Many Rezulin lawsuits have been filed due to countless deaths and life-threatening conditions that have occurred from use of the diabetes drug. Rezulin's removal is due to patients now having safer alternatives in its class of diabetes drugs.
Usually Rezulin lawsuits are aimed at Warner-Lambert, one of the drug manufacturers (the other being Parke-Davis), for negligence.
Additionally there has been evidence proving that Rezulin manufacturers were aware of the dangers well before its recall. This violation of patient's rights has been the primary cause for Rezulin lawsuits.
Rezulin lawsuit litigation:
There have been thousands of Rezulin lawsuits.
Aside from individual cases, there have been many class action lawsuits filled in an attempt to get Rezulin manufacturers to pay for the costs of strict monitoring of patients taking Rezulin to detect any liver or cardiac damage that could result.
Despite the time having passed from Rezulin's recall, people are still saying that are suffering from Rezulin's adverse affects.
As of March 21, 2000, the FDA asked the manufacturer of Rezulin (troglitazone) to remove the product from the market.
The "FDA took this action after its review of recent safety data on Rezulin and two similar drugs, rosiglitazone (Avandia) and pioglitazone (Actos), showed that Rezulin is more toxic to the liver than the other two drugs.

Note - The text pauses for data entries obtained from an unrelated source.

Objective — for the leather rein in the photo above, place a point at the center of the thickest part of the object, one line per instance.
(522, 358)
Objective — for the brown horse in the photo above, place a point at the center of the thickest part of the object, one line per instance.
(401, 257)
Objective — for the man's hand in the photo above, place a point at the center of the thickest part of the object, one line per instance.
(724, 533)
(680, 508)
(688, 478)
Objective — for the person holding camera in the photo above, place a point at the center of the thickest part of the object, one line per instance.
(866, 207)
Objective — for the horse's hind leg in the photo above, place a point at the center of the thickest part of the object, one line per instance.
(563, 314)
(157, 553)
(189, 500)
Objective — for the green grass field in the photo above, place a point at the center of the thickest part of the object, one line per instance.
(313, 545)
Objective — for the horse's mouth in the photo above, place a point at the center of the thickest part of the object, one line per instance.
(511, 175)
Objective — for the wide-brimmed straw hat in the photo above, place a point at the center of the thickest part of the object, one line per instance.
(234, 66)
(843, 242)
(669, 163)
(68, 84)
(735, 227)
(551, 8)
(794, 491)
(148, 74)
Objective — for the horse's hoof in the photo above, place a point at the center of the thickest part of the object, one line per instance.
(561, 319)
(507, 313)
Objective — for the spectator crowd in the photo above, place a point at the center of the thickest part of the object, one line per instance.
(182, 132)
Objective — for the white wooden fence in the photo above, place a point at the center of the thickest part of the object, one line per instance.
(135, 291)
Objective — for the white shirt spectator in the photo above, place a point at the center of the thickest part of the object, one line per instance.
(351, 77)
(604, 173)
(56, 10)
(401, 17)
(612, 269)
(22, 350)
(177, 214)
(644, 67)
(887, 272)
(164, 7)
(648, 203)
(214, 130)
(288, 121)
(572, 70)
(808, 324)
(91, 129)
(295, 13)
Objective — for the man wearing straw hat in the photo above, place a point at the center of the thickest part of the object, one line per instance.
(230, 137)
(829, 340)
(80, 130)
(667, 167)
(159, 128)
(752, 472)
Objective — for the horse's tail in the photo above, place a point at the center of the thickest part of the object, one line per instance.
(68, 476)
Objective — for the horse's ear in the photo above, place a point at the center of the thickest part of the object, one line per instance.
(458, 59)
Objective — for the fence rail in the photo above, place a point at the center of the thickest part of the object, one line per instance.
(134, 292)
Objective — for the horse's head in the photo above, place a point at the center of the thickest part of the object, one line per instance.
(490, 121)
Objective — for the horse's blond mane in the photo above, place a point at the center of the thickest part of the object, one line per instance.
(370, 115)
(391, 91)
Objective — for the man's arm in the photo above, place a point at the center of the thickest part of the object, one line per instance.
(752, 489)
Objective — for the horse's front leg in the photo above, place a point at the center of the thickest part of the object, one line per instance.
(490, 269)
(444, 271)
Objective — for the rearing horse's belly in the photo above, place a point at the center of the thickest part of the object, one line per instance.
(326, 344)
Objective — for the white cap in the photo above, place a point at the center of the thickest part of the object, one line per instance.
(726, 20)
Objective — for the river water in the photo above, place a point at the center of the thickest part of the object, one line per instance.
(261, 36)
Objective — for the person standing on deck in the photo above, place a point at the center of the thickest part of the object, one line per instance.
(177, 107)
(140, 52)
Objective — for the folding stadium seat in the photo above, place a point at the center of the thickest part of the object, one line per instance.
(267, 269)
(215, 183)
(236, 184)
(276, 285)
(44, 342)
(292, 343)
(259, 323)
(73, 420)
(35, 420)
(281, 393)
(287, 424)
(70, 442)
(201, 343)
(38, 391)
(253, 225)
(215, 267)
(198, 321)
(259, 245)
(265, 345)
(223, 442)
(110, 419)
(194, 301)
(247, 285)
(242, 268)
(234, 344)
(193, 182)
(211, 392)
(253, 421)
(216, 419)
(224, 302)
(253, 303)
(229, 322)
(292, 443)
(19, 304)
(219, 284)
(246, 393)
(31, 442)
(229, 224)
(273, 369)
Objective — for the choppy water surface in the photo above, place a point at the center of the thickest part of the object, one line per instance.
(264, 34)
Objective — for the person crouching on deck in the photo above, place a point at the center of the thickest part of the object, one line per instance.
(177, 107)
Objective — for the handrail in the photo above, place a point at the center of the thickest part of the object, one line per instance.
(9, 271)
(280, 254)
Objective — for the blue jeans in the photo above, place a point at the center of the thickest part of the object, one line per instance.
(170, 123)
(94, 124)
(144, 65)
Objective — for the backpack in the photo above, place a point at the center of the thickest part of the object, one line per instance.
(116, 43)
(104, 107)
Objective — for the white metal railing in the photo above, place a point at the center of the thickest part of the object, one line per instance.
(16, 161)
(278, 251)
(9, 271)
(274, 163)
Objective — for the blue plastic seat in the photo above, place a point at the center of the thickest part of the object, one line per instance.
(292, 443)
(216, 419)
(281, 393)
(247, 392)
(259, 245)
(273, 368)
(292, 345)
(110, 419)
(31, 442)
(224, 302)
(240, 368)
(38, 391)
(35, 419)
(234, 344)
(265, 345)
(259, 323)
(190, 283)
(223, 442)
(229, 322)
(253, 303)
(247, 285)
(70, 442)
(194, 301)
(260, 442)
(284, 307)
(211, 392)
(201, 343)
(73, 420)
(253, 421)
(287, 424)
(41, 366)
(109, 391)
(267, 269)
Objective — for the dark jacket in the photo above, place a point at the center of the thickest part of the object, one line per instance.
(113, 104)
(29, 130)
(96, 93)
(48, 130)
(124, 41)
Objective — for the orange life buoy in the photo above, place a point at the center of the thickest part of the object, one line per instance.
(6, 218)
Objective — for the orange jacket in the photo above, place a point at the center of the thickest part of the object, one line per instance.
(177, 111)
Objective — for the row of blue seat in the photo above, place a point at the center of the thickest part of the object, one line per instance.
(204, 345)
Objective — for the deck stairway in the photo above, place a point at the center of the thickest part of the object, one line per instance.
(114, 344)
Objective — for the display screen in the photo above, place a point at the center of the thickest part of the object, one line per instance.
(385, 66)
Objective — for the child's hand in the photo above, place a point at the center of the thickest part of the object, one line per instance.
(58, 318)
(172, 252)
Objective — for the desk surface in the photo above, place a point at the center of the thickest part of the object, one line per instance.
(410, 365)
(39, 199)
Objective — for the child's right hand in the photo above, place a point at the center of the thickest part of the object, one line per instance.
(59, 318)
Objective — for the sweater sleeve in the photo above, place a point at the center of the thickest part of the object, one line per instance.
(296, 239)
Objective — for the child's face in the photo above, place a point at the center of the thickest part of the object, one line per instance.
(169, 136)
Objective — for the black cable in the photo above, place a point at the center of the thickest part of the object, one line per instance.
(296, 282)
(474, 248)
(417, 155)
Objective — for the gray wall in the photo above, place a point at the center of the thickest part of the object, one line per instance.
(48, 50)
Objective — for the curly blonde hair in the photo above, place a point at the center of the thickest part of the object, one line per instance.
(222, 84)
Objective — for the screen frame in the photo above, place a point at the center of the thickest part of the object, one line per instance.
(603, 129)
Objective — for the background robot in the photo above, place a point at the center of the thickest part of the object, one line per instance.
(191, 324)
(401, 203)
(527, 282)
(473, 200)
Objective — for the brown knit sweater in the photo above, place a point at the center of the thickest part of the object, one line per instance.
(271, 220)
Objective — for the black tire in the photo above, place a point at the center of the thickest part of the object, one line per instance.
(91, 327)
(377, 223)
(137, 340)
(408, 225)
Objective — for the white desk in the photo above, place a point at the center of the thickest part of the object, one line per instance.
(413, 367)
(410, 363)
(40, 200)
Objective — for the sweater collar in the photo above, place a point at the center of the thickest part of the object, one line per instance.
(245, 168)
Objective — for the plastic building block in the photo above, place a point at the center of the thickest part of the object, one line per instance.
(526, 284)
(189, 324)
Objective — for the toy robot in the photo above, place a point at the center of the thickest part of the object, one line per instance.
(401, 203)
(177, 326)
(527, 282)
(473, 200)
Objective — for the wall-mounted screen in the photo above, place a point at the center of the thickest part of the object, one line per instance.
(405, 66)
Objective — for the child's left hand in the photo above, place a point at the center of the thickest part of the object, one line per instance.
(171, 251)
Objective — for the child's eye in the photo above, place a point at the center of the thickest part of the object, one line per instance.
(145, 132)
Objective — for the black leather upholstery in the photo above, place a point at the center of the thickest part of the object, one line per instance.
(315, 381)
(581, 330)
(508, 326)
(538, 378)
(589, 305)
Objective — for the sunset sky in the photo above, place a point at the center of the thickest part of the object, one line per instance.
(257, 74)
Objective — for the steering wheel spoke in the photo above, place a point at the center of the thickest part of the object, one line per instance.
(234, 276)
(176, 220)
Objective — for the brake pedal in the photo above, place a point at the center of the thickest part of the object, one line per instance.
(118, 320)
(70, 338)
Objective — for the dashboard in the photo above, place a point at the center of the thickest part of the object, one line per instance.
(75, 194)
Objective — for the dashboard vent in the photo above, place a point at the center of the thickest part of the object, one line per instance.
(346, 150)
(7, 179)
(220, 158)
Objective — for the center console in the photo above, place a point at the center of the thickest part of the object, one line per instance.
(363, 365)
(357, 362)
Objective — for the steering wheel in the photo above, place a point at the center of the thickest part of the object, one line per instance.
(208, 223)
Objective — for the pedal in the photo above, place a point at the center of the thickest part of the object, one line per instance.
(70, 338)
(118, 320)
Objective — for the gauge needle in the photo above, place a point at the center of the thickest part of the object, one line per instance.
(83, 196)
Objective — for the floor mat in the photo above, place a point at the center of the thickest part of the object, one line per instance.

Data to date show that Avandia and Actos, both approved in the past year, offer the same benefits as Rezulin without the same risk (FDA)."
Since 1997, liver toxicity has been a known side effect of Rezulin. The manufacter Parke-Davis, in compliance with the FDA, improved their label a number of times and recommended careful monitoring of liver function in people taking Rezulin.
After monitoring Avandia and Actos for up to nine months, it became clear that these newer drugs presented less risk of severe liver toxicity than Rezulin.
US Food and Drug Administration. "Rezulin to be Withdrawn from the Market." HHS News. Online. 22 March 2000.